Another item we have so much of right now are lemons! And not just any lemon, we have a dwarf Meyer Lemon Tree in our Burbank backyard that is ever bearing…and I mean it. It’s always producing lemons. I feel very blessed. This year already I’ve made my share of Lemon Bars, Cookies, Cakes, Curd and well, anything that requires lemon!
My family agrees that this lemon pie is the best thing I’ve made so far. And if it’s not the best, then it’s a close second to our Lemon Bars. And you can get that recipe HERE. This recipe is really easy to make and super easy to make ahead of time. And get this…the bake time is only 10 minutes! You can do this!
We are lucky enough to have a lemon tree in our Southern California backyard. But you can probably find lemons (I prefer Meyer) at your local grocery store or Farmer’s Market. I don’t recommend using bottled juice, but hey, if it’s all you have access to, go for it! (And then let me know how it turned out!)

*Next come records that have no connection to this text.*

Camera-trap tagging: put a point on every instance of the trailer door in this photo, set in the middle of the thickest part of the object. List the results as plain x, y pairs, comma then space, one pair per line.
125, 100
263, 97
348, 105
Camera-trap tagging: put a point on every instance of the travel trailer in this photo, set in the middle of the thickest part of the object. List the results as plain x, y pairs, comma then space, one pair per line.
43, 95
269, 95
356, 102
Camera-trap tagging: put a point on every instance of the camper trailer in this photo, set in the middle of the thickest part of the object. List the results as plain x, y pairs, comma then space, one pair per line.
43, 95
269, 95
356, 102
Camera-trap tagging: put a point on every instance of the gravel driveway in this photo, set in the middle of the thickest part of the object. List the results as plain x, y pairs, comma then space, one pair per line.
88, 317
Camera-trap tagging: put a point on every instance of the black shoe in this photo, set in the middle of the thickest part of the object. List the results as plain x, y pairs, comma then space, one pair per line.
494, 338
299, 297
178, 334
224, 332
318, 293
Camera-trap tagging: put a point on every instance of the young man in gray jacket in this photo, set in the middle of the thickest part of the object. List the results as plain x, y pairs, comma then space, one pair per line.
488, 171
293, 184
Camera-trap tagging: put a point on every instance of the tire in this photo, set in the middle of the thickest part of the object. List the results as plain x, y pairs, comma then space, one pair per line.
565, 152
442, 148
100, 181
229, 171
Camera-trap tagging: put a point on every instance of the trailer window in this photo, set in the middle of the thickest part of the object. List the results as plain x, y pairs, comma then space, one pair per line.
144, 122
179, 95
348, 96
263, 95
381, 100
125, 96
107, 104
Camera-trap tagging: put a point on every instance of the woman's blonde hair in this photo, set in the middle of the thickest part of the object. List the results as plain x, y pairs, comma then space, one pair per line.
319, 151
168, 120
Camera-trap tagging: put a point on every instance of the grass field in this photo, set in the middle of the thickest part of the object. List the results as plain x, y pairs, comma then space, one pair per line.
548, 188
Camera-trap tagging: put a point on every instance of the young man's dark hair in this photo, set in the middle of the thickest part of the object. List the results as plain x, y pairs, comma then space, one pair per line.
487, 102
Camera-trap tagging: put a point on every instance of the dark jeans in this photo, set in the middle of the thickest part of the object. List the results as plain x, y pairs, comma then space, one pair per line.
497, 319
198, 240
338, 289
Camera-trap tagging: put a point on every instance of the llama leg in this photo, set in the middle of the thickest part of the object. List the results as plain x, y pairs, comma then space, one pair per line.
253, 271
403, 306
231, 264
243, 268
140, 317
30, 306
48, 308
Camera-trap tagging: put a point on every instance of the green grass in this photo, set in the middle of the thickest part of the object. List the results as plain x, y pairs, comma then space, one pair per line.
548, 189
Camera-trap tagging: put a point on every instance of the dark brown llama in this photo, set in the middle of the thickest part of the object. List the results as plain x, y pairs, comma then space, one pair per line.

Lemon Pie With Trefoil Girl Scout Cookie Crust
- 9" Pie Dish
- 1 1/2 Cups Crushed Trefoil Cookies (Almost 2 sleeves)
- 6 tbsp melted butter
- 1/3 cup sugar
Lemon Pie Filling
- 2 Cans 14 oz Sweetened Condensed Milk
- 3 Large Egg Yolks
- 2/3 Cup Lemon Juice (Fresh Is Best!)
- 1 tsp Kosher Salt
- 2 Cups Whipped Topping Cool Whip Preferred! (But whatever you like!)

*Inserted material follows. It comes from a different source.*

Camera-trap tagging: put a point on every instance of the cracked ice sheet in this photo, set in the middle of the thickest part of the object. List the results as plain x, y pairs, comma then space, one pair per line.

- Combine the crushed cookie crust, butter and sugar in a medium sized bowl. Mix together and press into a 9" pie dish.
- Bake crust for 8-9 minutes at 350 degrees
- Remove from oven
- Mix sweetened condensed milk, egg yolks, lemon juice and salt. Mix well for 3-4 minutes. (You can use a stand mixer or hand mixer)
- Pour into baked cookie crust
- Bake pie for 10 minutes in 350 degree oven.
- Remove from oven and cool for 10 minutes. Chill pie in fridge for 2 hours.
- When you're ready to serve the pie, top with whipped cream.